Many small town drugstores across the nation are reportedly being put out of business due to “health care middlemen,” according to the New York Times.
The newspaper on Saturday reported companies called pharmacy benefit managers (PBMs) are causing the issue, noting employers and government programs hire PBMs “to oversee prescription drug benefits.”
However, the outlet claimed the PBMs have been underpaying local pharmacies, leading many to close their doors.
The article continued:
The pattern is benefiting the largest P.B.M.s, whose parent companies run their own competing pharmacies. When local drugstores fold, the benefit managers often scoop up their customers, according to dozens of patients and pharmacists.
The benefit managers’ power comes from two main sources. First, the three biggest players — CVS Caremark, Express Scripts and Optum Rx — collectively process roughly 80 percent of prescriptions in the United States. Second, they determine how much drugstores are reimbursed for medications that they provide to patients.
Pharmacies buy those drugs from wholesalers, in the hope that P.B.M.s will reimburse them at a profit when the medications are provided to patients. But the largest benefit managers have strong incentives to set those rates as low as possible. A key reason: They make money in part by charging employers more for certain drugs than what the P.B.M.s pay pharmacies for them.
Meanwhile, PBMs have faced legal trouble, the Associated Press (AP) reported in September. The outlet said some of the PBMs were being sued by the federal government regarding a system of drug rebates that has allegedly pushed the cost of insulin higher.
In its lawsuit against Caremark, Express Scripts, and OptumRx, the Federal Trade Commission (FTC) claimed “the rebating practices of the three companies have led to artificially inflated list prices for people,” the article stated.
“List prices are what a drugmaker initially sets for a product and what people who have no insurance or plans with high deductibles are sometimes stuck paying for prescriptions,” it noted.
In June, the AP reported rural pharmacies are important to communities across the nation. However, their owners say they are having difficulty staying open to serve their neighbors.

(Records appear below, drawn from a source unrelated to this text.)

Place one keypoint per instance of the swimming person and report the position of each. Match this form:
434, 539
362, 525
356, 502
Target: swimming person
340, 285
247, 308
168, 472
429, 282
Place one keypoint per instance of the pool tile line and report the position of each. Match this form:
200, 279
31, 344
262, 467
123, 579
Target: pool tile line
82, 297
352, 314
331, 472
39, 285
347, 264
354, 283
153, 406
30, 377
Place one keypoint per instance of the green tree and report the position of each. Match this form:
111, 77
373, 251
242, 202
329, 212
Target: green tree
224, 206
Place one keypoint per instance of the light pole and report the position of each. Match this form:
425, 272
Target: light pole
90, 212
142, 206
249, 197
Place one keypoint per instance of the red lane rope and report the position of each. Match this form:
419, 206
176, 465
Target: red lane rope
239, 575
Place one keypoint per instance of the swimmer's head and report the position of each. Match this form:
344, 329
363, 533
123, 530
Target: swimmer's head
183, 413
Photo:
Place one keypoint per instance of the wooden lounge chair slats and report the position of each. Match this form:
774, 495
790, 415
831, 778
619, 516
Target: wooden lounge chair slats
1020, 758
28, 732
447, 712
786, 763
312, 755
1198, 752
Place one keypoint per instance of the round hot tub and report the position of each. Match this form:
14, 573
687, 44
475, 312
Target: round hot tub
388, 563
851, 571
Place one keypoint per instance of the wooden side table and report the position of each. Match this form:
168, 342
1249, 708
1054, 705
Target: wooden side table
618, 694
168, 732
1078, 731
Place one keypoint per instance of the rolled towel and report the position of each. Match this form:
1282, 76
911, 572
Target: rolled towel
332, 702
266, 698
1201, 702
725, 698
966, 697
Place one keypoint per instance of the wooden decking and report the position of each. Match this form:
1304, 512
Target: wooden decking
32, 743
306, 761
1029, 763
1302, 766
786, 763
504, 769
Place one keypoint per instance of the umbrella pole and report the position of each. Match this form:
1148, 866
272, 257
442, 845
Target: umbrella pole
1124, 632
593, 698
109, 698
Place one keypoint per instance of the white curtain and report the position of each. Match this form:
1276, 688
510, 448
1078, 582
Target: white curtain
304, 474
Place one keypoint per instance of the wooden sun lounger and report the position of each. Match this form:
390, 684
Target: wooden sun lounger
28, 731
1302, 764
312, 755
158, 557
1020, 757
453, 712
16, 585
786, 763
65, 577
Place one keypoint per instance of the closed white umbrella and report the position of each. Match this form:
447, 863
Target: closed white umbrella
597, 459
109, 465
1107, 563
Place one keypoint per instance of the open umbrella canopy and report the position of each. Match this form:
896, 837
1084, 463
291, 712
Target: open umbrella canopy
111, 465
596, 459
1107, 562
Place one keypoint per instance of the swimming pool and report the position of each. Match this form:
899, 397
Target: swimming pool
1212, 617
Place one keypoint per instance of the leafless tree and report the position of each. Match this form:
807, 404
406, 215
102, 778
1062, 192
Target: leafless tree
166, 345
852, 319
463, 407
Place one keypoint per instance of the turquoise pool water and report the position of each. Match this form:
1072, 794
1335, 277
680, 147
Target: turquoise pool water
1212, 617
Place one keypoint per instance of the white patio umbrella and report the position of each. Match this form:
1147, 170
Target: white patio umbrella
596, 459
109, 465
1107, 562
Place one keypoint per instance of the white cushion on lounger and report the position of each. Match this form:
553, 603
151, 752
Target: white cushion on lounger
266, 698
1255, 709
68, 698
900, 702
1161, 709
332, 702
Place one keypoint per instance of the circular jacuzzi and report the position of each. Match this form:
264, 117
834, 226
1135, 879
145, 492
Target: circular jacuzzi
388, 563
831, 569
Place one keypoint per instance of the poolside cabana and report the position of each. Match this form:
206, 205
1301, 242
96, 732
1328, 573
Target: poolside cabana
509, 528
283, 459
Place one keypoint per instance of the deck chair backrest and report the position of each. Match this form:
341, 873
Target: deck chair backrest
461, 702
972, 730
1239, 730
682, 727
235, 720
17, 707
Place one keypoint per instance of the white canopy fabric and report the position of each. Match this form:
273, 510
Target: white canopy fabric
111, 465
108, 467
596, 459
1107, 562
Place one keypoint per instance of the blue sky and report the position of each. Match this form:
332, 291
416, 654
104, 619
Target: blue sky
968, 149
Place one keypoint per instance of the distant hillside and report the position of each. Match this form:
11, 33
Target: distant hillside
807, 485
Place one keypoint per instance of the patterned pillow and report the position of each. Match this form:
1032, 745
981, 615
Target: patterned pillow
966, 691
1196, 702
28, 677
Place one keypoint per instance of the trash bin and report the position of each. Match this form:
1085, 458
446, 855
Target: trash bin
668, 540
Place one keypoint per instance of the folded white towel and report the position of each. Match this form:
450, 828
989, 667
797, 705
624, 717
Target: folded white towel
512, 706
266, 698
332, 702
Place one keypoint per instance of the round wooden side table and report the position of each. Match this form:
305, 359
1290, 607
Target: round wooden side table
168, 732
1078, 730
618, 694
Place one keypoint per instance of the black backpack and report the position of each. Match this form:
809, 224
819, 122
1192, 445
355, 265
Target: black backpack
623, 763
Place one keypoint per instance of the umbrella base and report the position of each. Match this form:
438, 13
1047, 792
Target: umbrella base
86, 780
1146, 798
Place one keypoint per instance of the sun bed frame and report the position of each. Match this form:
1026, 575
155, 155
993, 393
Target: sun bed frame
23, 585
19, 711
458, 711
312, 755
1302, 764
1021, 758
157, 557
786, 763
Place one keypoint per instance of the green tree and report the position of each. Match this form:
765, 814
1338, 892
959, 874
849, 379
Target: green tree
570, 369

Pharmacist Craig Jones in Basin, Wyoming, told the outlet, “I’m working for free a lot. And I don’t mind. I love to serve the community. But I kind of resent having to do that because of large corporations, huge pharmacy benefit managers, that are making millions of dollars a year.”
It is important to note that Rite Aid customers in Michigan and Wyoming were trying to find other pharmacies once the drugstore shut down every location in those states following its bankruptcy filings, Breitbart News reported in August.